Our web server is slow currently because it is being hit with a denial of service attack from Amazon cloud server nodes. So far fail2ban has locked out 454 addresses, the majority being amazon nodes. As it locks out attacking addresses, the server load is slowly coming down.
The outage this afternoon was caused by a failed attempt to install ossn, an open source social network program onto our web site. Things seemed to work until I turned cache on then it went to a blank screen. I gave up and went to bed (about 6am).
This afternoon I discovered our website wasn’t responding, complaining of mysql descriptors, apparently ossn got stuck in some sort of loop and ate them all up. I’ve removed the program from the server until I can determine what is wrong.
One of our long term customers, Greg Wickenburg is in need of your help. You can read his story here: Fundraiser by Greg Wickenburg. Greg has been with us for close to two decades, I’m hoping we can help him heal and get on with a better life.
I upgraded our Apache web server to 2.4.29 today.
Changes with Apache 2.4.29 *) mod_unique_id: Use output of the PRNG rather than IP address and pid, avoiding sleep() call and possible DNS issues at startup, plus improving randomness for IPv6-only hosts. [Jan Kaluza] *) mod_rewrite, core: Avoid the 'Vary: Host' response header when HTTP_HOST is used in a condition that evaluates to true. PR 58231 [Luca Toscano] *) mod_http2: v0.10.12, removed optimization for mutex handling in bucket beams that could lead to assertion failure in edge cases. [Stefan Eissing] *) mod_proxy: Fix regression for non decimal loadfactor parameter introduced in 2.4.28. [Jim Jagielski] *) mod_authz_dbd: fix a segmentation fault if AuthzDBDQuery is not set. PR 61546. [Lubos Uhliarik <luhliari redhat.com>] *) mod_rewrite: Add support for starting External Rewriting Programs as non-root user on UNIX systems by specifying username and group name as third argument of RewriteMap directive. [Jan Kaluza] *) core: Rewrite the Content-Length filter to avoid excessive memory consumption. Chunked responses will be generated in more cases than in previous releases. PR 61222. [Joe Orton, Ruediger Pluem] *) mod_ssl: Fix SessionTicket callback return value, which does seem to matter with OpenSSL 1.1. [Yann Ylavic]

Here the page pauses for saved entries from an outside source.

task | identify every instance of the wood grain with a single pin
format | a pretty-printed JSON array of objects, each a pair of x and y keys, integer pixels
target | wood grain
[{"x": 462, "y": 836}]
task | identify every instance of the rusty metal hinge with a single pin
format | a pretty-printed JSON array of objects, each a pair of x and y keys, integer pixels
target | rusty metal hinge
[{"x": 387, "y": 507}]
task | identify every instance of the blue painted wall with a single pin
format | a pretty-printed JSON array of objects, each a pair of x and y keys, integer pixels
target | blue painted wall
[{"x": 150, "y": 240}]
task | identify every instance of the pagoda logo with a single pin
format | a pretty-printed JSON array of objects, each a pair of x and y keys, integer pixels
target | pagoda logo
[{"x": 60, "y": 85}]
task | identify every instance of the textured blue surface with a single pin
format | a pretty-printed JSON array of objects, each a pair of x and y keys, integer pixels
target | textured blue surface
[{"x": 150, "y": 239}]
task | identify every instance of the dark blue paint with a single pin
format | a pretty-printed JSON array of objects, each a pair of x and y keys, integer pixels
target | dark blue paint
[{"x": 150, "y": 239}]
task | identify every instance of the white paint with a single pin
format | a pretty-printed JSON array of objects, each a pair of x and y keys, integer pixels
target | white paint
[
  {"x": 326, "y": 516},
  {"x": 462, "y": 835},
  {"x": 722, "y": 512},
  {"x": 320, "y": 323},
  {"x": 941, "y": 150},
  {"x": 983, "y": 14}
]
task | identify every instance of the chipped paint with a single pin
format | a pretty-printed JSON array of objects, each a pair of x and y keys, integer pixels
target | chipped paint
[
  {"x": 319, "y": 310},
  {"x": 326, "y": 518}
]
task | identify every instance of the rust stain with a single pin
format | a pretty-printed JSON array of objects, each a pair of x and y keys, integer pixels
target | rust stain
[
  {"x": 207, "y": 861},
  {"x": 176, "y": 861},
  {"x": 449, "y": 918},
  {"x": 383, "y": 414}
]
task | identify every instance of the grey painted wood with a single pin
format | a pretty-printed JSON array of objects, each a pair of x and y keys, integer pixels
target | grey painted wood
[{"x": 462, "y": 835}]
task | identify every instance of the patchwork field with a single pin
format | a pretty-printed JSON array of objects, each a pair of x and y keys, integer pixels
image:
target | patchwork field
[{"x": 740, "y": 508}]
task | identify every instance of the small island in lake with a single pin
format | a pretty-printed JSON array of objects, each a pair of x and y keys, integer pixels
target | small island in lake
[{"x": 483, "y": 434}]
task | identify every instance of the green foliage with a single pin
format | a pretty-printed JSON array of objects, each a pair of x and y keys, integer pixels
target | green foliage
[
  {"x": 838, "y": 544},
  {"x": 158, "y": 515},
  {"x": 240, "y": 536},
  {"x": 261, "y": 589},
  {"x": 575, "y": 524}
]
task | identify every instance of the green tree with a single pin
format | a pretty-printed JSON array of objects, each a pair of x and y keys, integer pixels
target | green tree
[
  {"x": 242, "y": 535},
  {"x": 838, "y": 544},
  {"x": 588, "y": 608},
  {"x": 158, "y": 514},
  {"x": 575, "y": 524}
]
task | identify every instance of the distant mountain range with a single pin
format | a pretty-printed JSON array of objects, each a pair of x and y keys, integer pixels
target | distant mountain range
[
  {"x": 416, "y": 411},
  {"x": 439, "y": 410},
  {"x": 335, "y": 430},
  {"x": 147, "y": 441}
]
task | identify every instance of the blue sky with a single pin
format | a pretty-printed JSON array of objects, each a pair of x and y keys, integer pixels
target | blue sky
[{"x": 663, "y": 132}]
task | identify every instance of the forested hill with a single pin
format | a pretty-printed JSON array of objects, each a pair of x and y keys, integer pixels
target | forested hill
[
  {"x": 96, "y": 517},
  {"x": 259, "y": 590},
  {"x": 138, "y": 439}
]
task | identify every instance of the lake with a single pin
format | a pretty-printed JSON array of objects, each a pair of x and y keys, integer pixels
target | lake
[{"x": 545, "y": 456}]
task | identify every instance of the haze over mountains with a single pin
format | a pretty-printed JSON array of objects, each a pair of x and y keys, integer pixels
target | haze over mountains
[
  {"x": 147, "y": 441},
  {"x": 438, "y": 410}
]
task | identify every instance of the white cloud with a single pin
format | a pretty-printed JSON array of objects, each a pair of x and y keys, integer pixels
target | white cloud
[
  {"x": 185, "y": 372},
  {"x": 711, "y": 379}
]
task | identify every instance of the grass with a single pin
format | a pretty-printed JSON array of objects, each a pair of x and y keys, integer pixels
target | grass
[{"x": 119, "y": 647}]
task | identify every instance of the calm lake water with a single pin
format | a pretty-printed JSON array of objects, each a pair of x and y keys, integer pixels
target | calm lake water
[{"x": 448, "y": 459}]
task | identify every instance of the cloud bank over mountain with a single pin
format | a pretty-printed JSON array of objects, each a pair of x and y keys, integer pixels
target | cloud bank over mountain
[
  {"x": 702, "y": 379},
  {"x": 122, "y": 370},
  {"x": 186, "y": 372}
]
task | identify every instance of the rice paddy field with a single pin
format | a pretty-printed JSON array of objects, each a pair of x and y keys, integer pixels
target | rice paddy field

I apologize for the downtime. This resolved to operator error this time.
When I got to the co-location facility, I discovered that when I moved all the virtual machines off of the failed hardware, I neglected to set the boot option to start the virtual machines on boot up so they were waiting on a manual start.
I also got a new BIOS that was supposed to fix the HME vulnerability from Asus but when I attempted to install it the motherboard said, “Not a proper BIOS”. So back to the drawing board on that one.
I’m not sure if it hung going down or coming up but the mail server did not reboot properly. It pings but I can not connect to any services. So I am heading down to the co-location facility to resolve. Will take about 45 minutes.
I will be interrupting services briefly tonight to reboot the physical hosts and a number of the guest machines for kernel upgrades. These interruptions should be relatively short in duration, around ten minutes.
osTicket had been upgraded from 1.10 to 1.10.1, not the versions I thought we are on, but it’s the most recent stable version.
They’ve apparently moved things away from open source and github now has old versions rather than the current versions. Not happy with this move as it gives community less opportunity to contribute to it’s development.
Please refrain from creating trouble tickets until further notice this evening. In the meantime please either e-mail email@example.com or call 206-812-0051.
I will upgrading OSticket this evening. OSticket has completely changed database schemas and so I will not be able to carry over old tickets. However right now there are no open tickets which makes it an ideal time to do this update.
All services have been moved off of failing hardware. There should be no further unscheduled interruptions.
There will be some interruptions of services lasting about 20-30 minutes per service between 10pm-6am over the next few days in order to make backups of the newly configured machines so that if there is a failure restoration returns to the current configuration.